Multiple sclerosis is more prevalent in northern New Zealand than previously reported

Abstract

Background: There have been no studies of multiple sclerosis (MS) prevalence from New Zealand (NZ) in the past two decades, and only one in a northern NZ district. Our impression was that the local prevalence of MS was higher than previously published data would suggest. There is limited access to new treatments for MS in NZ.

Aims: The present paper aims to: (i). measure the prevalence of definite and probable MS in the Bay of Plenty (BOP), a North Island province, (ii). compare this with previous NZ studies, (iii). study the profile of disability in this population-based group and (iv). determine the proportion of MS patients who receive government funding for modern drug treatment (beta-interferons).

Methods: Patients were identified from a geographically and demographically defined area of the North Island of NZ, using multiple sources of case ascertainment and modern diagnostic criteria. All clinical records were reviewed and data were supported by a telephone interview. All patients' eligibility for -government-funded treatment with beta-interferon was considered.

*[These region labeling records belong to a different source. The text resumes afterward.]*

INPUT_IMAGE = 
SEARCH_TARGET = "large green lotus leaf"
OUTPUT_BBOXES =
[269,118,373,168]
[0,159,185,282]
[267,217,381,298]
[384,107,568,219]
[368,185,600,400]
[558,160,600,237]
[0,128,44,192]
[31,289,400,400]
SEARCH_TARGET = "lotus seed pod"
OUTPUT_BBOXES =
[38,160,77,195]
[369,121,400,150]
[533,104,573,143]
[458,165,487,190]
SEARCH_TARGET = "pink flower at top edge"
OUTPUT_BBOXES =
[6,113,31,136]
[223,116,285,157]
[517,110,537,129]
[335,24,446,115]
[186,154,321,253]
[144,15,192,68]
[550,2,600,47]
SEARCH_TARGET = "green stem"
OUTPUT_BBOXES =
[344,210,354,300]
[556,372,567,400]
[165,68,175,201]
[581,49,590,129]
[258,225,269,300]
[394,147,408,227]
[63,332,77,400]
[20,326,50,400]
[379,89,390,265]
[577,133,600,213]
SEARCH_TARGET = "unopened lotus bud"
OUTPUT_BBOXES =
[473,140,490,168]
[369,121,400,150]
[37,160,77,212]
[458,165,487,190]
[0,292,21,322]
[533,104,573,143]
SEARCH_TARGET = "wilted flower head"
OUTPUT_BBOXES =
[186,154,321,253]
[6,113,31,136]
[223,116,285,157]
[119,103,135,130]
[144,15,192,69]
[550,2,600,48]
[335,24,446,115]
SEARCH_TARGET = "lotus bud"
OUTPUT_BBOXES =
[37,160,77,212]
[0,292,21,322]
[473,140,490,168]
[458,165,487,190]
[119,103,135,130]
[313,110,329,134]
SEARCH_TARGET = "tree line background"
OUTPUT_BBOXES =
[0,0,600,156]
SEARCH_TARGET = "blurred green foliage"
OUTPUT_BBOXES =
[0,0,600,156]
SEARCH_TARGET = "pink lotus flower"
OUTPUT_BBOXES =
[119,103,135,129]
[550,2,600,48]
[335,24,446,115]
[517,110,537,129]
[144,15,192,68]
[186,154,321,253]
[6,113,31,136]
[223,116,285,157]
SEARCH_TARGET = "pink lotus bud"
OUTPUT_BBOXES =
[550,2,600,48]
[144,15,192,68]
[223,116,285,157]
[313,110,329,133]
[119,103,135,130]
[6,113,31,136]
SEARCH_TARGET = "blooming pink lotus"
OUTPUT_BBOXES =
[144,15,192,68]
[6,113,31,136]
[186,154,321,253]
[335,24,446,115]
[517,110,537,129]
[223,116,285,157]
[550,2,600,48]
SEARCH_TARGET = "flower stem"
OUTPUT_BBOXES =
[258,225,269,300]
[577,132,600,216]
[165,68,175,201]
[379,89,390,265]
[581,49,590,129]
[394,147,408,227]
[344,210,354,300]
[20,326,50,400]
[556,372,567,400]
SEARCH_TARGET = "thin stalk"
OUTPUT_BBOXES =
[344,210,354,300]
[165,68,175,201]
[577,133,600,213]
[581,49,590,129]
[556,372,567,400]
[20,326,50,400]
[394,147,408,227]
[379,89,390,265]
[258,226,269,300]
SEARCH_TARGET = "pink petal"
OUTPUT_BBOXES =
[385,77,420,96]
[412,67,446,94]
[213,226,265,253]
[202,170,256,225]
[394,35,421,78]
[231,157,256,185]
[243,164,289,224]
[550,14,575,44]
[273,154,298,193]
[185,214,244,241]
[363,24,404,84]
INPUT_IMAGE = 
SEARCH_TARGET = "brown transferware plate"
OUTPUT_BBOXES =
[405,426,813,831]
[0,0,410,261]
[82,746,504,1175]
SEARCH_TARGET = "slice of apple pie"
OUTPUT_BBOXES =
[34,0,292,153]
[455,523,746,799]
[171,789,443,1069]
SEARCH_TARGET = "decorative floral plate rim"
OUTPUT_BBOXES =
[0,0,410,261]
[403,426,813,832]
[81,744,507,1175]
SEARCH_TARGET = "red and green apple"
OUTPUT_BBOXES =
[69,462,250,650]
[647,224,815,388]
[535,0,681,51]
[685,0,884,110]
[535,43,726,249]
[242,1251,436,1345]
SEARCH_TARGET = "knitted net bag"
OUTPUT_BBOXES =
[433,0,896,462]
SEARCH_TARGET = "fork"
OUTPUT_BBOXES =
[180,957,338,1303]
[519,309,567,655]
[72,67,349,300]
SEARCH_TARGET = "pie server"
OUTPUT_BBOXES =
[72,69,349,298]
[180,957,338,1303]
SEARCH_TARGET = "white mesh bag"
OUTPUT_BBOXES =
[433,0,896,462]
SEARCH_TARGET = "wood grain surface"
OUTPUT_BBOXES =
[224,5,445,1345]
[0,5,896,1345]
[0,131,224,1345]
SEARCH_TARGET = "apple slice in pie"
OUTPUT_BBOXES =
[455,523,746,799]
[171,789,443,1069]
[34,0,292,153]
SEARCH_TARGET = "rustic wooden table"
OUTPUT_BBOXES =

Results: Eighty-six patients were identified as residents in BOP, NZ, on 15 January 2001. Excluding 'possible' cases, this represented a prevalence of 50/105 (95% confidence interval 40-62/105). Half of the population-based cohort had a disability defined as 'moderate to severe' (i.e. aids needed to walk, unable to take more than a few steps, or worse). Eleven patients (13%) had a primarily progressive form of MS. Eleven patients (13%) had the relapsing--remitting form of the disease and qualified for -government-funded treatment with beta-interferon.

Conclusion: The prevalence of MS in the defined region was twice as high as that reported from an adjacent area, the Waikato, 20 years previous. Our data will help to update NZ prevalence statistics and are of direct relevance to current funding issues for modern treatments which, in NZ, are presently limited to a proportion of patients with relapsing- remitting disease.